SMACv2: An Improved Benchmark for Cooperative Multi-Agent Reinforcement Learning (2212.07489v2)

Abstract: The availability of challenging benchmarks has played a key role in the recent progress of machine learning. In cooperative multi-agent reinforcement learning, the StarCraft Multi-Agent Challenge (SMAC) has become a popular testbed for centralised training with decentralised execution. However, after years of sustained improvement on SMAC, algorithms now achieve near-perfect performance. In this work, we conduct new analysis demonstrating that SMAC lacks the stochasticity and partial observability to require complex closed-loop policies. In particular, we show that an open-loop policy conditioned only on the timestep can achieve non-trivial win rates for many SMAC scenarios. To address this limitation, we introduce SMACv2, a new version of the benchmark where scenarios are procedurally generated and require agents to generalise to previously unseen settings (from the same distribution) during evaluation. We also introduce the extended partial observability challenge (EPO), which augments SMACv2 to ensure meaningful partial observability. We show that these changes ensure the benchmark requires the use of closed-loop policies. We evaluate state-of-the-art algorithms on SMACv2 and show that it presents significant challenges not present in the original benchmark. Our analysis illustrates that SMACv2 addresses the discovered deficiencies of SMAC and can help benchmark the next generation of MARL methods. Videos of training are available at https://sites.google.com/view/smacv2.

An Overview of SMACv2: Advancements in Cooperative Multi-Agent Reinforcement Learning Benchmarks

The development of benchmarks holds significant importance in advancing machine learning methodologies, particularly in the domain of cooperative multi-agent reinforcement learning (MARL). The paper "SMACv2: An Improved Benchmark for Cooperative Multi-Agent Reinforcement Learning" introduces an updated benchmark, SMACv2, addressing the limitations identified in the original StarCraft Multi-Agent Challenge (SMAC). This paper outlines the enhancements made to the benchmark to better evaluate the capabilities of MARL algorithms, emphasizing the necessity for environments that demand complex, closed-loop policies in partially observable and stochastic scenarios.

Key Improvements in SMACv2

The original SMAC benchmark, while widely adopted, exhibited limitations as algorithms began achieving near-perfect performance, suggesting a lack of challenge. In particular, the benchmark lacked sufficient stochasticity and meaningful partial observability that would necessitate advanced closed-loop policies. The paper identifies these limitations through analysis, demonstrating that open-loop policies, which do not rely on environmental observations, can perform effectively in many scenarios due to deterministic initial states and transitions.

To address these shortcomings, SMACv2 introduces several critical changes:

1. Procedural Content Generation: Scenarios in SMACv2 are procedurally generated, leading to varied team compositions and starting positions in each episode. This change increases the need for generalization and adaptation, as agents can no longer follow static action sequences but must develop strategies adaptable to unseen settings.
2. Extended Partial Observability (EPO): The introduction of the EPO challenge augments SMACv2 to ensure meaningful partial observability. By stochastically masking enemy observations and altering action availability, EPO enhances the challenges in agent communication and decision-making, fostering environments closely aligned with realistic decentralization challenges.
3. Diverse Unit Types and Randomized Initial Positions: Unlike SMAC, which used fixed sight and attack ranges, SMACv2 employs true in-game ranges, enhancing diversity among unit interactions. Random start positions further increase the strategic complexity, requiring robust situational awareness and coordination.

Evaluations and Implications

Extensive evaluations using state-of-the-art algorithms such as MAPPO and QMIX reveal that SMACv2 presents substantial new challenges compared to its predecessor. The experiments indicate that modern algorithms struggle to maintain high win rates in the newly introduced scenarios, highlighting the increased difficulty and complexity introduced by the modifications. The results demonstrate the necessity for algorithms to better integrate observations into policy learning, addressing previously underexplored dimensions of stochasticity and partial observability in MARL environments.
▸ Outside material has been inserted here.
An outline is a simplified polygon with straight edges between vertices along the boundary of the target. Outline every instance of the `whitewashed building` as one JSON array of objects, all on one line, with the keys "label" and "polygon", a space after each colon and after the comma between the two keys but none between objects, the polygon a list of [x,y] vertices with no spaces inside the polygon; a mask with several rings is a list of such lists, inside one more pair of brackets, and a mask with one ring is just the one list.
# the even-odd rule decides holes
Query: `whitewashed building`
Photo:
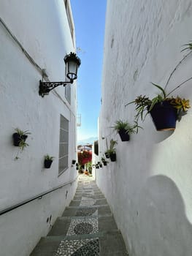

The implications of SMACv2 are significant. The benchmark sets a new standard for evaluating MARL algorithms by emphasizing adaptability and coordination under increased uncertainty and partial information. This shift encourages the development of algorithms capable of effectively managing decentralized control problems, which are common in real-world applications.

Future Directions

While SMACv2 represents a significant progression, the research suggests that future MARL benchmarks may continue to integrate more sophisticated elements of randomness and observation complexity. Moreover, expanding the diversity and scale of tasks within these benchmarks could further challenge algorithms and uncover insights into their scalability and robustness.

In conclusion, SMACv2 addresses critical limitations in the evaluation of MARL methodologies, fostering advancements in algorithmic development that are more aligned with practical, real-world deployment needs. As researchers continue to engage with this improved benchmark, it is likely to drive innovation and refinement in cooperative multi-agent systems.